Синее платье, размолвка, зимний туманный день. Тысяча других платьев, размолвок, дней. Тысяча ощущений, безотчетно пробегающих в душе каждого человека. Немногие, получившие права гражданства, вошедшие в литературу, в обиход, в разговор. И остальные, бесчисленные, еще не нашедшие литературного выражения, не отделившиеся еще от утробного заумного ядра. Но от этого ничуть не менее плоские: тысячи невоплощенных банальностей, терпеливо ждущих своего Толстого. Догадка, что искусство, творчество в общепринятом смысле, не что иное, как охота за все новыми и новыми банальностями. Догадка, что гармония, к которой стремится оно, не что иное, как некая верховная банальность. Догадка, что истинная дорога души вьется где-то в стороне-штопором, штопором-- сквозь мировое уродство.

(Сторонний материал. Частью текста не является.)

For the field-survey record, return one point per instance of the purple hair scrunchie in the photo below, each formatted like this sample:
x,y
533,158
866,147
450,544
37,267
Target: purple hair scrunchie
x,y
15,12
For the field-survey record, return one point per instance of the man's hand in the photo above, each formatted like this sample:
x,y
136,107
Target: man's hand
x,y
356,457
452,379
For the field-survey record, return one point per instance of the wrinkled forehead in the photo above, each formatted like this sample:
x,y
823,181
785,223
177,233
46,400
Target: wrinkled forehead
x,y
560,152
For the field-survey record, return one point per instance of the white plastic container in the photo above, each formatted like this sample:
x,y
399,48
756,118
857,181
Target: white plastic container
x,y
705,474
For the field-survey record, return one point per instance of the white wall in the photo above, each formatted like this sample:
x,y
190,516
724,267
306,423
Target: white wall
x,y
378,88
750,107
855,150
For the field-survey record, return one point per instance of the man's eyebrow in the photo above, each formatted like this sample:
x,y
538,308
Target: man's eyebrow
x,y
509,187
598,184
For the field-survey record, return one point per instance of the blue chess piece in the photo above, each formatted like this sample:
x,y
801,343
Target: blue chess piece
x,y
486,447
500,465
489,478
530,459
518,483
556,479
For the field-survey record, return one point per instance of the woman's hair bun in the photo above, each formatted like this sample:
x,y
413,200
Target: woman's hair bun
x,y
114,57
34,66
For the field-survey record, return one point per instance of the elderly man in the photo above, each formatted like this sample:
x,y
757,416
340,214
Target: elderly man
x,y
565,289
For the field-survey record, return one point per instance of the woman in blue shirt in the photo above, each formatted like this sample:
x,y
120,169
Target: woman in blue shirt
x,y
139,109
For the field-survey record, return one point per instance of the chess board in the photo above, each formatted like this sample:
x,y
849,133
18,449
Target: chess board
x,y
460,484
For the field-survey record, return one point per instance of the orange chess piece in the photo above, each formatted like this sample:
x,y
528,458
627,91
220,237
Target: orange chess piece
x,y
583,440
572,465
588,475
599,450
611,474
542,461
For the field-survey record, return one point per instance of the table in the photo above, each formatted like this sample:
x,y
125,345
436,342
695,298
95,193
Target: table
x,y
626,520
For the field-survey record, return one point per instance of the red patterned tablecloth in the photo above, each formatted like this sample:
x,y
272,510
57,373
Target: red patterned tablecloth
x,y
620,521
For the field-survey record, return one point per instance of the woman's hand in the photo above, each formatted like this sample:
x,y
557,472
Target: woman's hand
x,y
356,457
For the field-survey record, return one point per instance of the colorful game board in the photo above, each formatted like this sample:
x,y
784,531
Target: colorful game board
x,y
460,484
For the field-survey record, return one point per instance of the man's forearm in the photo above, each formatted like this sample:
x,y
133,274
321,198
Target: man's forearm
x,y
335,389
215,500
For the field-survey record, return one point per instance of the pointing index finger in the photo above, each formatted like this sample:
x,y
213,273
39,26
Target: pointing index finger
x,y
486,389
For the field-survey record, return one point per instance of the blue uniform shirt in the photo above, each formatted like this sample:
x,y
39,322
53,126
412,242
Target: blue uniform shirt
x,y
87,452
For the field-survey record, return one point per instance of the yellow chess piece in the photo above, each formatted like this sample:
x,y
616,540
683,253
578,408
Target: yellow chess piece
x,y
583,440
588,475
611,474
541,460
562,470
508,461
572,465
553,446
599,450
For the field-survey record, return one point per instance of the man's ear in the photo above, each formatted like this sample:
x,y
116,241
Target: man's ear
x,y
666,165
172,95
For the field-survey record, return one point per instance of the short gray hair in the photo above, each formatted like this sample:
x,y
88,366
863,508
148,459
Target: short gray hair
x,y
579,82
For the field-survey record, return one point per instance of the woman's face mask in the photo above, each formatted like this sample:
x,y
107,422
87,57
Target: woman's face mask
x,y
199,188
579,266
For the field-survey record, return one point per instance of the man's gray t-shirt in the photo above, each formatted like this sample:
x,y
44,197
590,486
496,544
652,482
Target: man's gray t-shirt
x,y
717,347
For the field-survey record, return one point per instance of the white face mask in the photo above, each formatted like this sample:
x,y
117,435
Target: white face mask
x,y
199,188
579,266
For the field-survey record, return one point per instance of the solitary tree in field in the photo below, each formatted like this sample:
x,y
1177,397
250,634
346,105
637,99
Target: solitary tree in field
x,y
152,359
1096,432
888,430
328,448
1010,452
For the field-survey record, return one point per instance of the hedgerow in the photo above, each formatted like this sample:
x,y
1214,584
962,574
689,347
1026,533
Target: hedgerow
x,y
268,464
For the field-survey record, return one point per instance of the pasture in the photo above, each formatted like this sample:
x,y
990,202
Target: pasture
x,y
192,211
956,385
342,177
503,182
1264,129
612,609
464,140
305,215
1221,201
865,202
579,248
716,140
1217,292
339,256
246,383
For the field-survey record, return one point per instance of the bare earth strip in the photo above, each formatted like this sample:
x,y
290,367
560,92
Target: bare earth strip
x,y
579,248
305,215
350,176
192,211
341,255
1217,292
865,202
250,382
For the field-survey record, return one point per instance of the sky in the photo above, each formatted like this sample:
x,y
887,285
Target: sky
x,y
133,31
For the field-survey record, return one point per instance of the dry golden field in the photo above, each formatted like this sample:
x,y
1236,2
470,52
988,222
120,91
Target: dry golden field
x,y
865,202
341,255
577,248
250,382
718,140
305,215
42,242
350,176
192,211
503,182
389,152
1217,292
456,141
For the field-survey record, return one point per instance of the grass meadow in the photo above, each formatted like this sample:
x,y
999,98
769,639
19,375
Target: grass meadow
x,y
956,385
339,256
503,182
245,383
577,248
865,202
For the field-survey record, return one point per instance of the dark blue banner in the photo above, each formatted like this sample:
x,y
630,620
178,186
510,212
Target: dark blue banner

Я хочу говорить о своей душе простыми, убедительными словами. Я знаю, что таких слов нет. Я хочу рассказать, как я тебя любил, как я умирал, как я умер, как над моей могилой был поставлен крест и как время и черви превратили этот крест в труху. Я хочу собрать горсточку этой трухи, посмотреть на небо в последний раз и с облегчением дунуть на ладонь. Я хочу разных, одинаково неосуществимых вещей-- опять вдохнуть запах твоих волос на затылке и еще извлечь из хаоса ритмов тот единственный ритм, от которого, как скала от детонации, должно рухнуть мировое уродство. Я хочу рассказать о человеке, лежавшем на разрытой кровати, думавшем, думавшем, думавшем,-- как спастись, как поправить,-- не придумавшем ничего. О том, как он задремал, как он проснулся, как все сразу вспомнил, как вслух, точно о постороннем, сказал: "Он не был Цезарем. Была у него только эта любовь. Но в ней заключалось все-- власть, корона, бессмертие. И вот рухнуло, отнята честь, сорвали погоны". Я хочу объяснить простыми убедительными словами множество волшебных, неповторимых вещей-- о синем платье, о размолвке, о зимнем туманном дне. И еще я хочу предостеречь мир от страшного врага, жалости. Я хочу крикнуть так, чтобы все слышали: люди, братья, возьмитесь крепко за руки и поклянитесь быть безжалостными друг к другу. Иначе она-- главный враг порядка-- бросится и разорвет вас.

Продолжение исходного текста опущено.